The highway branches at the Maruia River. I head west and stop at Lyell, whose fortunes have waxed and waned. This was once the biggest gold-mining area in the entire Buller district, where miners poked into every crack and crevice. Lyell had a peak population of 2000. The pub was the last survivor, of course. The Post Office Hotel was nearly a century old when it was razed in 1963. Most of Lyell’s history, its relics, treasures and keepsakes, were burned with it. Nothing was saved, and more than a half a century on from that blaze all that can be seen of Lyell is a few flat spots and a couple of cemeteries.
This is classic West Coast. Houses for the living were the first to fall, pubs lasted a little longer, and only the cemeteries of iron and stone have a life after death. The oldest is up a steep track. Forty or fifty people are believed buried there, and you had to be a miner to entomb them in the hard rock. The declining population settled for an easier route to the hereafter, and took to burying their dead on the flat.
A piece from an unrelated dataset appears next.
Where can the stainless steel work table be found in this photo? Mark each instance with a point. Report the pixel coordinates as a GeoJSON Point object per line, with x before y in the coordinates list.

But Lyell lives on. Now it’s the start, or the finish, of the Old Ghost Road, a cycling and tramping track running along the old miners’ road between Lyell and the Mokihinui River. I’d tramped up the Mohikinui a few years previously, when Meridian Energy was proposing to build a dam and power station on conservation land there. I wanted to see the river before it was ruined, and grieved for its beautiful heart.